Introduction

I am Tharun A, I graduated from the National Institute of Technology, Tiruchirapalli, India, in 2023, majoring in Computer Science and Engineering. I will be contributing to Xeus-cpp, developed by the wonderful developers at the Compiler Research Group from Princeton University and CERN.

Mentors: Anutosh Bhat, Johan Mabille, Aaron Jomy, David Lange, Vassil Vassilev

What is Xeus-cpp?

Xeus-cpp, a Jupyter kernel for C++, is built upon the native implementation of the Jupyter protocol, xeus. This setup empowers users to interactively write and execute C++ code, providing immediate visibility into the results.With its REPL (read-eval-print-loop) functionality, users can rapidly prototype and iterate without the need to compile and run separate C++ programs.

How will this project help?

With the ever growing popularity of large language models, this project aims to integrate a large language model with the xeus-cpp Jupyter kernel. This integration will enable users to interactively generate and execute code in C++ leveraging the assistance of the language model.

Why GSoC?

I aspire to participate in GSoC because it offers an excellent opportunity to immerse myself in open source. Since college, I have consistently engaged in various activities, and this program seems like a fantastic chance to further expand my knowledge and enhance my software skills. I find compiler design intriguing, an area I didn’t explore deeply during college. With the continual advancement of language models, this endeavor promises to enhance my understanding of compiler design and broaden my expertise in LLMs.

Implementation

  1. Communication with Xeus-cpp: Using Xplugin, an open-source plugin system developed by some of the Jupyter core team, allows for the creation of a loosely coupled and interchangeable project.

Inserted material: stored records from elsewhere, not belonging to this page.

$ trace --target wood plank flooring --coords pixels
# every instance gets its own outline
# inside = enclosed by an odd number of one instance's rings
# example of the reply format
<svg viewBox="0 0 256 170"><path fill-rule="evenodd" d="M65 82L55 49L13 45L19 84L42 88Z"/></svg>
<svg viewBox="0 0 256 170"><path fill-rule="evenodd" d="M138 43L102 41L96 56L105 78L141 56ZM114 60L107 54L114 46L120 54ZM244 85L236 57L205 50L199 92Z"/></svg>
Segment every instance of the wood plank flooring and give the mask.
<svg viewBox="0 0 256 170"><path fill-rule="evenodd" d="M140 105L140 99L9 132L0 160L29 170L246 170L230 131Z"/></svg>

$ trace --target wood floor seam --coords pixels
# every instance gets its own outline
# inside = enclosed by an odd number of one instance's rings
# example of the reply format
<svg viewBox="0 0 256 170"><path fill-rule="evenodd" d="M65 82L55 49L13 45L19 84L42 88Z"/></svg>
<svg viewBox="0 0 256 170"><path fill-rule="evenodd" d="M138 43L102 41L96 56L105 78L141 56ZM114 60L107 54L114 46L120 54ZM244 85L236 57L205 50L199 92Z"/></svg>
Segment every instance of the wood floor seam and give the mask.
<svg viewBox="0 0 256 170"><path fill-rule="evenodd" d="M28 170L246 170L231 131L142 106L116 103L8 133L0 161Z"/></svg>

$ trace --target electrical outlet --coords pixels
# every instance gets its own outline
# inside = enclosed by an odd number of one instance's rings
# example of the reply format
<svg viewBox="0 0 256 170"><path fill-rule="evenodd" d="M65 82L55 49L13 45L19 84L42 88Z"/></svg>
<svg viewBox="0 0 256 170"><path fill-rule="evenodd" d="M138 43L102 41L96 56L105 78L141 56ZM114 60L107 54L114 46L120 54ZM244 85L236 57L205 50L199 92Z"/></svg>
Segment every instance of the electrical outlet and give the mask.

This makes it easier to implement other LLMs or add various functionalities to Xeus-cpp in the future.

  2. Autocompletion: Code completion is an essential feature in AI-assisted coding editors. The complete_request_impl function defined in Xeus will be helpful for this purpose. This function is called whenever any Jupyter frontend requests code completion following user action, such as pressing ‘tab’ on the keyboard. This triggers the Jupyter kernel to provide several completion options based on the context.

  3. Code Generation:One way to implement code generation is by using magic commands. These are activated whenever the execute_request_impl method is called. When the Jupyter frontend requests the kernel to run code from a cell, the kernel first checks for valid code to execute, including any magic commands. Magic commands are recognized by their specific format, written as %%<magic_command.

  4. Communication with LLM: This largely depends on choosing between open-source LLMs and closed-source LLMs. Closed-source LLMs, like OpenAI and Gemini, provide users with an API key for use with Xeus-cpp and may offer slightly better performance. In contrast, open-source LLMs offer greater privacy but come with their own backend development challenges.

  5. Testing: Xeus-cpp includes comprehensive testing support for both the code and the kernel. This ensures that all possible scenarios are covered and helps verify that both the project and Xeus are functioning perfectly.

With this implementation, I aim to achieve the deliverables and address any new challenges that may arise.

Conclusion

Completing this project, I aim to boost developers’ productivity and satisfy my thirst for learning, particularly in these areas where I have less expertise. Additionally, I intend to continue contributing to this organization beyond this project and explore the vast world of open source.